Septa berjalan ke arah pintu keluar ruangan dokter, langkahnya terhenti ketika mendengar seseorang yang berbicara dengan nada mengancam. "Ini terakhir kalinya aku melihatmu, jika setelah ini aku bertemu dengan mu. Kau tak akan kulepaskan gadis mungil."

"Hmm ... tak aka nada pertemuan ketiga. Aku pastikan itu." Septa berjalan menjauhi pintu keluar dan kemudian membalikkan badannya untuk melihat ekspresi dokter Keefe.

***

Dua hari sudah setelah kejadian kesalahpahaman itu. Keefe sangat-amat sangat kesal. Bahkan wanita-wanita penghibur di club-club mewah pun tidak mampu memadamkan api yang sedang bergelora di hati dan pikiran Keefe. Keefe amat sangat murka dengan seorang gadis mungil yang tingginya saja tidak mampu menandinginya tetapi kepedasan mulut gadis- ohh bukan wanita itu dapat mengalahkan cabe terpedas di dunia.

"Kenapa kening loe bro?" tanya Russel pada sahabatnya yang sedang termenung di meja rapat sambil memegangi dahinya seakan seluruh dunia sedang dia pikirkan.

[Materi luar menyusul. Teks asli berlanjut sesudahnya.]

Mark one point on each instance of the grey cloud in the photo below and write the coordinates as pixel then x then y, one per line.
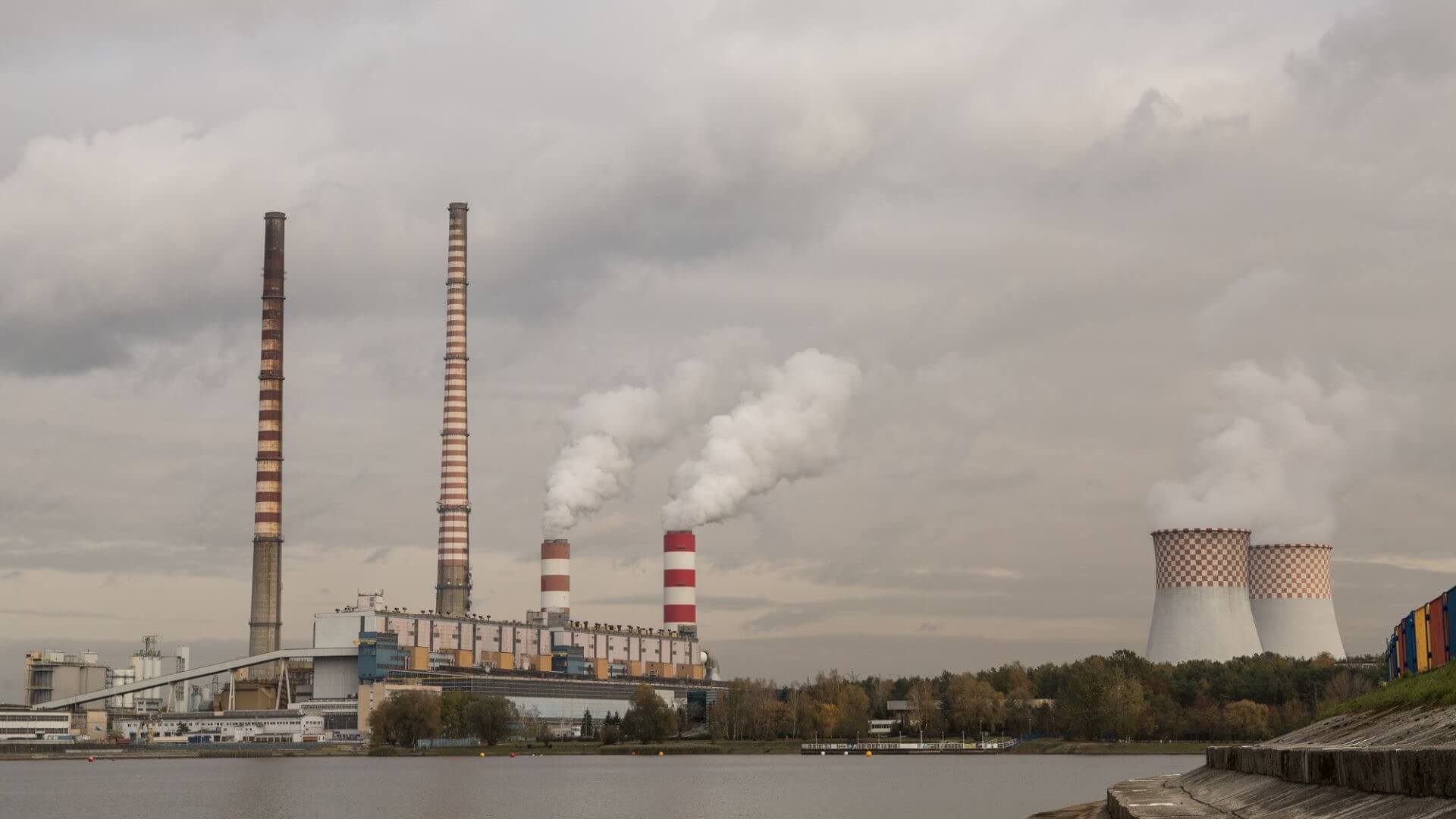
pixel 1401 39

Taka da jawaban dari Keefe yang ada hanya tatapan seram dan dingin seorang Keefe. Russel yang sudah mengetahui karakter sahabat masa kecilnya itu hanya bisa tersenyum. "Gue mencium bau mistis," katanya sambil terkikik geli.

"Aduh ...," ucapan yang keluar dari mulut Russel ketika dengan sengaja Keefe melempar map ke kepala Russel. Mata Russel membulat ketika melihat map yang lumayan tebal berhasil mendarat di keningnya dengan mulus.

"Gue sumpahin loe gak laku-laku. TITIK," ucap Russel sambil mengelus-elus keningnya yang sepertinya akan segera membiru.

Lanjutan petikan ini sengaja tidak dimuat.